Molecules containing short-lived isotopes, namely radioactive molecules, are among the most promising candidates for probing new physics beyond the Standard Model, although their production and spectroscopic measurements remain technically challenging. Here, we demonstrate an integrated methodology that combines formation of molecular ion beams in a radiofrequency quadrupole cooler-buncher with collinear laser spectroscopy. As a proof-of-principle experiment, we successfully produce molecular ions such as $\rm BaF^+$ and $\rm YbF^+$ via in-trap ion-molecule reactions and perform high-resolution laser spectroscopy of the target molecule $\rm ^{138}BaF$. Vibrational and rotational structures of $\rm ^{138}BaF$ across different electronic states are obtained using resonance-enhanced multiphoton ionization schemes, confirming the feasibility of the proposed methodology. This work establishes a practical route for future formation and spectroscopic studies of short-lived radioactive molecules, such as those containing $\rm ^{225}Ra$, at radioactive ion beam facilities.

Figures (6)

• Figure 1: Schematic of the offline PLASEN setup and their electrostatic components. The main systems required for performing collinear laser spectroscopy of molecules are highlithed: (a) molecular production in RFQ-CB; (b) neutralization of molecular ions in CEC; (c) REMPI of molecules in IR.

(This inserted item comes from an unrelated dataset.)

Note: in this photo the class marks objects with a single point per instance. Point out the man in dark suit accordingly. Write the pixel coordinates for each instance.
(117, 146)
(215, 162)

• Figure 2: Mass spectra of the molecular products and remaining unreacted reactants from ion-molecule reactions in the RFQ-CB: (a) $\mathrm{Ba^{+}+CF_4}$; (b) $\mathrm{Yb^{+}+CF_4}$
• Figure 3: Time of flight (TOF) spectra of the molecular products and residual reactants from ion-molecule reactions in the RFQ-CB: (a) $\mathrm{Ba^{+}+CF_4}$; (b) $\mathrm{Yb^{+}+CF_4}$
• Figure 4: Relative amount of formed molecular ions $\mathrm{BaF^{+}}$ created in the RFQ-CB and the residual amount of reactants $\mathrm{Ba^{+}}$ as a function of the flow rate used for $\mathrm{CF_{4}}$. The relative amount of $\mathrm{Ba^{+}}$ and $\mathrm{BaF^{+}}$ indicated on the y-axis are normalized to their respective maximum values and are given in arbitrary units (a.u.).
• Figure 5: Vibronic spectrum of $\mathrm{D~^{2}\Sigma^{+}\leftarrow X~^{2}\Sigma^{+}}$ transition in $\mathrm{^{138}BaF}$ through (1+1)-REMPI scheme (inset).